Lying, in effect, throws the universe out of balance. Civilization goes careening off course and into destruction. One lie is so destructive that it has the tendency, when discovered or recognized, to forever call into question everything the liar says thereafter. It destroys trust in both individuals and institutions. Lies destroy a sense of security because they destroy trust. Lies foster skepticism and cynicism in their victims. And when lies prevail in a society, first justice succumbs, then anarchy prevails and finally despotism reigns. Liberty will not long survive a culture of lies.

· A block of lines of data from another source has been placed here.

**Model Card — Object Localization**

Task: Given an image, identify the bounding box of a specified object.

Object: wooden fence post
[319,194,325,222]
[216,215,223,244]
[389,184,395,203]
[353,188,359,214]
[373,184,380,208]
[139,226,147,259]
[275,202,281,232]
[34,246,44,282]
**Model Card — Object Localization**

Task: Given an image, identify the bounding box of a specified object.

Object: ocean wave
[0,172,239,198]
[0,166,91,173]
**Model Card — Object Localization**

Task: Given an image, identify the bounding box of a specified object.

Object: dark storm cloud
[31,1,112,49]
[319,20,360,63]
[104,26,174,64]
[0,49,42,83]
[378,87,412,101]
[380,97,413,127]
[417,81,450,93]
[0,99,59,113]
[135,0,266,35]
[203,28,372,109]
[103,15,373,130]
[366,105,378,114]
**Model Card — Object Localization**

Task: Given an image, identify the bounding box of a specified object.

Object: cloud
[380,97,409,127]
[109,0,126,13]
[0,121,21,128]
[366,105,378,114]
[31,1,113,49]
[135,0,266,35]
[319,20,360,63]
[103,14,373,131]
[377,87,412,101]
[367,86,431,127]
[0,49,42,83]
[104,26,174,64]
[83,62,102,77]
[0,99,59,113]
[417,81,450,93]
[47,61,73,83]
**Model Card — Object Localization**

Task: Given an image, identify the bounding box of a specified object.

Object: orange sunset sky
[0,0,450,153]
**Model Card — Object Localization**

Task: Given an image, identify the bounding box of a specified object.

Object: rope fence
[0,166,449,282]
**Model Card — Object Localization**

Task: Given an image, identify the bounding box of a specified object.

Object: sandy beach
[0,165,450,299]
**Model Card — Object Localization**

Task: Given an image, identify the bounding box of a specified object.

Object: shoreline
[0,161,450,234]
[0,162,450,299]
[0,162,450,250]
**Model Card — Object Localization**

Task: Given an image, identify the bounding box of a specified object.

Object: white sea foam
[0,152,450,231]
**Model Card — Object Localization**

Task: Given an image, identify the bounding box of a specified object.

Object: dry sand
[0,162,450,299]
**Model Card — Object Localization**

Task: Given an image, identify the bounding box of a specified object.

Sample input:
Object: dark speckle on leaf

Few facts can be more starkly obvious to a believer than the devastation that has been wrought by the lie of evolution. That lie declares the Bible to be false and God to be a liar. It declares that men have no purpose except one that they concoct in their own brains and that nothing exists beyond the seven-odd decades we breathe on this planet. Small wonder that depression, despair, nihilism, and anarchy abound today.
Where lies prevail everything becomes relative. Where everything is relative, I am the arbiter of what is right and good for me, and you become the arbiter of what is right and good for you. And should our values clash (which, inevitably they will), then the law of the jungle prevails and the stronger person “wins.” In reality, of course, no one wins. Isaiah decried a culture of lies: “Justice is turned back, and righteousness stands far away; for truth has stumbled in the streets, and uprightness cannot enter. Yes, truth is lacking; and he who turns aside from evil makes himself a prey” (59:14, 15a).
If, as seems likely, Solomon’s second reference to lying has as its target lying that takes place under oath and in a judicial process rather than on a person-to-person level, then, Isaiah’s next words are particularly germane: “Now the Lord saw, and it was displeasing in His sight that there was no justice. . . . According to their deeds, so He will repay, wrath to His adversaries, recompense to His enemies” (vv. 15b, 18a).
But whether on a personal level, in a court setting, or where governing is involved, God demands truth. Above all, we must handle the Word of God truthfully, honestly, and faithfully; and we must speak the truth in love. For God loves His truth and those who are faithful to it.